Alan Leshner, the head of the American Association for the Advancement of Science, has written an article concerning the recent controversy in Georgia over evolution in science classes. What he writes seems to support my contention that all of the public handwringing over the superficial issue of whether to use "evolution" or "changes over time" was a planned distraction. He writes:
In preparing draft standards, Georgia officials sought permission from the American Association for the Advancement of Science (AAAS), the world's largest general science society, to draw upon our national Project 2061 benchmarks-- so named because all students should understand basic science principles by the year Halley's Comet reappears.
Imagine our surprise to find that the resulting Georgia text omits large portions of the Project 2061 evolution benchmarks for grades 9-12, whereas other sections on life-science goals, from heredity to the diversity of life, remain intact in their entirety. Curiously missing from the proposed Georgia standards are our benchmarks dealing with such basic concepts as the origins of life on Earth; common descent; mechanisms of natural selection; information on how natural selection and common descent provide a scientific explanation for evidence in the fossil record; and the similarity within the diversity of existing organisms.

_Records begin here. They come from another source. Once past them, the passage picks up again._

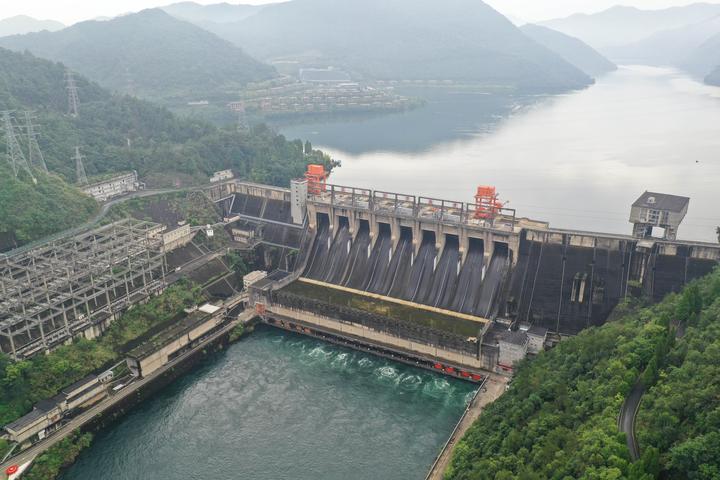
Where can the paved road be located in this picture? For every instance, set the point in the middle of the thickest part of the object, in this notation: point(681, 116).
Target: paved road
point(490, 391)
point(85, 417)
point(626, 421)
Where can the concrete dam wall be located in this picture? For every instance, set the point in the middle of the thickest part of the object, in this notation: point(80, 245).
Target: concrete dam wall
point(432, 276)
point(440, 254)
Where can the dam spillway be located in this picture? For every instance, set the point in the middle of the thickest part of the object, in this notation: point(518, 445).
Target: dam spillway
point(429, 277)
point(438, 253)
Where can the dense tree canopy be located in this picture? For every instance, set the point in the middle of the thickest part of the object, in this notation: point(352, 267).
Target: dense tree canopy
point(24, 383)
point(149, 54)
point(118, 133)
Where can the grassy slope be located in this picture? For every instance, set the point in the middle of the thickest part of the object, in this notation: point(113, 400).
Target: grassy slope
point(34, 211)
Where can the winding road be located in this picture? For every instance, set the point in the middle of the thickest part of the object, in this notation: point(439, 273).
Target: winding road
point(92, 222)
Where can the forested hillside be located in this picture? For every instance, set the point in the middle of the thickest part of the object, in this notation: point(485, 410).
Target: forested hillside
point(559, 418)
point(117, 133)
point(149, 54)
point(31, 211)
point(463, 40)
point(574, 50)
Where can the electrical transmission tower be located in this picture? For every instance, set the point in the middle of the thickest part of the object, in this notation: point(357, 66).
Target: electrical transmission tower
point(242, 126)
point(80, 168)
point(14, 152)
point(35, 156)
point(73, 101)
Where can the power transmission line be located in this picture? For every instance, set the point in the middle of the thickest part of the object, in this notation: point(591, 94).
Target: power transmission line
point(72, 89)
point(35, 156)
point(80, 168)
point(14, 153)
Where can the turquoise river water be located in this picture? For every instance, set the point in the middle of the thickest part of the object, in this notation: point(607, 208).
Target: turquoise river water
point(281, 406)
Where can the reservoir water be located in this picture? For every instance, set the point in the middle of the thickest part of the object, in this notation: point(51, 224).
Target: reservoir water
point(577, 160)
point(280, 406)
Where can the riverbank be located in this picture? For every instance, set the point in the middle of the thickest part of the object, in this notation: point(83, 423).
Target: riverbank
point(491, 390)
point(131, 394)
point(283, 405)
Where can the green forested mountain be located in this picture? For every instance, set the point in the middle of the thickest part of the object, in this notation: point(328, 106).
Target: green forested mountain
point(150, 54)
point(574, 50)
point(621, 25)
point(462, 40)
point(714, 77)
point(117, 133)
point(559, 418)
point(706, 58)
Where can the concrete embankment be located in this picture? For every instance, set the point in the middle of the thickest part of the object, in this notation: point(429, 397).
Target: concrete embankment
point(130, 395)
point(489, 392)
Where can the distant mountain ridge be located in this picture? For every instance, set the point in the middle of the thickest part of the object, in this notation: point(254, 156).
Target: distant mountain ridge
point(572, 49)
point(116, 133)
point(22, 24)
point(150, 53)
point(463, 40)
point(668, 47)
point(621, 25)
point(214, 13)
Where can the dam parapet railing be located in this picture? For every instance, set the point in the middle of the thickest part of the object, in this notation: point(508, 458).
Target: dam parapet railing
point(378, 323)
point(413, 207)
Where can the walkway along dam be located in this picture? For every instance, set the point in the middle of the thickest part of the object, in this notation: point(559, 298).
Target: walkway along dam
point(492, 286)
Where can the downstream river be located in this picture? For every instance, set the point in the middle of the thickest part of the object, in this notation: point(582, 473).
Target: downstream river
point(279, 406)
point(577, 160)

Moreover, one section of the Georgia draft could open the door for teaching non-science based concepts such as creationism or intelligent design theory in science classrooms, and that would be wrong. The scientific community respects diverse viewpoints, and we have no problem, of course, with teaching philosophy and moral concepts in non-science courses. But, such concepts should not be taught as equivalent to scientific theories in science classrooms, lest we mislead students about the criteria for something to be considered scientific. To reap the full benefits of science and technology, it is just as important to know what is and isn't science-based, as it is to know the scientific content itself.
Beneath the surface, the new Georgia science standards are a complete boondoggle. They water down science education to the point where good universities are going to stop accepting Georgia students for study in the sciences without taking remedial courses. They will be doing enormous damage to the education of their children and setting thousands of students behind in their goal to become scientists. As Mr. Leshner put it:
But, sticking our heads in the sand-or sticking disclaimers on textbooks-- won't make evolution go away: It will only place Georgia students at a disadvantage in the race to secure slots at top universities, and later, in the workforce and the global arena.